The DEA ruled that marijuana has “no currently accepted medical use in treatment in the United States,” has a “high potential for abuse,” and “lacks an acceptable level of safety for use even under medical supervision.”
Not only does this decision conflict with state laws, however, it also conflicts with a 1999 report by the Institute of Medicine (IOM), the branch of the National Academy of Sciences charged with answering complex medical questions for Congress. Way back in 1999, the IOM said:
Scientific data indicate the potential therapeutic value of cannabinoid drugs, primarily THC, for pain relief, control of nausea and vomiting, and appetite stimulation; smoked marijuana, however, is a crude THC delivery system that also delivers harmful substances.
If the DEA was not already a laughingstock for having lost the war on drugs so convincingly, it has now declared that marijuana is not medicine, despite more than a dozen states having said otherwise. Despite thousands of cancer and HIV patients having said otherwise, despite the federal government’s own National Institute of Health having said otherwise.
Like so many wars, this one perhaps is destined to go on long after even the most devout loyalists know the score.
Even the august International Business Times got a few guffaws out of this one.
From Columnist J.D. Fain:
The DEA is wrong by not reclassifying marijuana federally as a drug suitable for use as prescriptive medical treatment.
I’m not justifying casual, un-needed marijuana use, since studies have repeatedly shown that marijuana is no different than alcohol or tobacco, legal products, in that it can and does cause problems among users, including increased risk of pulmonary infections, cell damage, a weakened immune system and psychological alterations like the drug’s famous apathy effects.
But in denying marijuana for medical use, the federal government is taking a political stand rather than dealing with the facts of the matter in terms of how it impacts individuals and the nation.

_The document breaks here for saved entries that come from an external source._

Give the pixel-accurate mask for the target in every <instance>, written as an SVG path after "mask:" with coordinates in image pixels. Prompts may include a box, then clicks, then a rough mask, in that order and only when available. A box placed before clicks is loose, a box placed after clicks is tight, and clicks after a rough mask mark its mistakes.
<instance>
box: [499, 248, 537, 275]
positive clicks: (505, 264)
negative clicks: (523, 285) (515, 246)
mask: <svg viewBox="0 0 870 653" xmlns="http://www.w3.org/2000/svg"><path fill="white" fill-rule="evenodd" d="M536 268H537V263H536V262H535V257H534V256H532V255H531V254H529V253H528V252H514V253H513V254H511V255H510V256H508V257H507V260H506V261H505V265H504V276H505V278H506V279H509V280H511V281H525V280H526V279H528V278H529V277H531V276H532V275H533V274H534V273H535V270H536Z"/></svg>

Estimates suggest that more than 100 million Americans have smoked marijuana. Most of it was purchased illegally, at potency and mixes developed without any proper supervision at all.
It seems ironic to suggest marijuana be federally allowed for medical use while arguing at the same time that it has negative, if not dangerous side effects in many instances. But it seems foolish when studies have shown marijuana to actually have some medical benefit for the DEA to categorically deny that it does for reasons political.
No sitting president or political party in search of re-election votes wants that issue on their legacy, so they ignore the problem, allowing it to continue as a problem.
(The DEA is) wrong that marijuana “has no currently accepted medical use in treatment in the United States.” Many studies and physicians have shown over the years that marijuana can be beneficial in treatment for AIDs and cancer patients. There can be side effects that negate the benefits — and that’s a valid point of argument, but in saying there currently no accepted medical use in treatment in the United States, all credibility is lost.
Stimulants like Aderrall which are legally precribed have few health benefits and many side effects but the DEA allows those, presumably because drug companies lobby with millions of dollars to make it happen.
Of course, the pot press is also having a good time with this. 420 Times this week urged President Obama to stick with his campaign pledge of not interfering with state’s rights to legalize marijuana for medical uses.
It isn’t just the alternative press noticing the Obama administration’s movement toward stricter enforcement. NPR sees it as something of a trend.